Murdered UK MP Sir David Amess (Image: BBC)

THE MURDER OF DAVID AMESS

The assassination of Sir David Amess — the second House of Commons MP to be killed at work in five years — has prompted an inevitable focus on polarisation in politics, even if the murder looks motivated by Islamist terrorism (and allegedly perpetrated by a man known to security agencies).

There’s been a big rise in the level of threats against British MPs, and spending on their security. Here’s some perspectives on the risk that British MPs face in regularly meeting constituents. I’d expect most lower house MPs here have the same view that meeting citizens is a core part of their job and you don’t mess with that, even if it means a physical risk. Dealing with troubled, desperate, unwell people — people at the lowest point in their lives — is part of the job of being a local MP, as it is for police and health professionals. For many that’s the most important part.

CONSPIRACIES AND OTHER PERSPECTIVES

Weird thing is, our world abounds in actual conspiracies, often involving governments and their agents — but they’re never the ones that attract attention until, finally, they are dragged out into the sunlight. Take the case of Larry Nassar, who sexually abused hundreds of girls virtually in plain sight.

(Image: AP/Matt Rourke)

A video on how conspiracy theorists resemble members of cults. From the “well, that’s just great, isn’t it?” department: surveillance using unseeable shadows on a wall.

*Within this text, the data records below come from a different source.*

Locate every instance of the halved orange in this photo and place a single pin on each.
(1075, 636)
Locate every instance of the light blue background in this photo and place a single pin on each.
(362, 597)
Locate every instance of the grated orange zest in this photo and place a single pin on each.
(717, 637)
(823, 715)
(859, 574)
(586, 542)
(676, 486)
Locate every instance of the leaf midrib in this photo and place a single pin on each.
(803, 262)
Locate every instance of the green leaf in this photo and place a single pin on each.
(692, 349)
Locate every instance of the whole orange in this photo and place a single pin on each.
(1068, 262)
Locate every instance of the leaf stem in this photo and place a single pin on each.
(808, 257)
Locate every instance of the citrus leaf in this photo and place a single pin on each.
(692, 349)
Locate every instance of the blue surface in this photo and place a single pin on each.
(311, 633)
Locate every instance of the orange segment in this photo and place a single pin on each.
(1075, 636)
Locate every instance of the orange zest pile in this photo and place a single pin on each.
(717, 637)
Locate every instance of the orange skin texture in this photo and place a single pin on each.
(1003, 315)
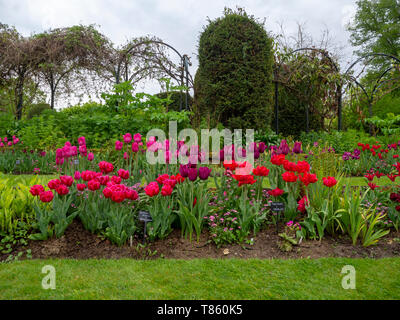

CAPTAIN CAPITALISM TO THE RESCUE!

Verizon tried to get its employees to demand that Congress not reverse Trump’s massive corporate tax cut that gifted giant corporations hundreds of billions. And on that tax cut: how it was tweaked to deliver an astonishing windfall for the ultra-rich (including Michael Bloomberg).

Now is not a good time to be a competition regulator in Europe: France’s top trust-buster has been dumped by Macron as part of his agenda to establish “continental champions”. And a really fascinating piece on the political economy of disability.

PLANET OF SOUND

 

What we think of as sounding “natural” in internal spaces is (you guessed it) entirely artificial — and you can thank the French. “Havana Syndrome” continues to spread among US spies and diplomats around the world, and the US still hasn’t worked out if it’s real or not, or deliberate. Our changing sound environment, and why birds have been singing more softly lately. Elsewhere: why someone dumped a Boeing 720 by the runway of an Indian airport… for a quarter of a century.

GET SCIENCED!

Hey, want more detail on how rubbish carbon capture and storage — AKA the F-35 of climate technologies — really is? We’ve got your back. A new CCS project that sucks CO2 from the atmosphere has just been turned on. In one year, it will remove, erm, three seconds’ worth of emissions from the atmosphere. It costs around $600 a tonne of CO2 to work. Admittedly, there is a CCS technology that is much cheaper — $50 a tonne — and has a well-established track record. It’s called trees.

POLICY AND PEOPLE

Fred Kaplan on how Colin Powell squandered his credibility. The dilemma of vaccination for Indigenous Australians. Is Christopher Hitchens still worth reading? Two recovering Hitch fans debate whether to ignore the last decade-plus of his life. The toxic dramatisation of abortion on US television.

FINALLY

What about pets as a public health strategy — and if so, how do you encourage pet ownership? And the obligatory bonus dog content.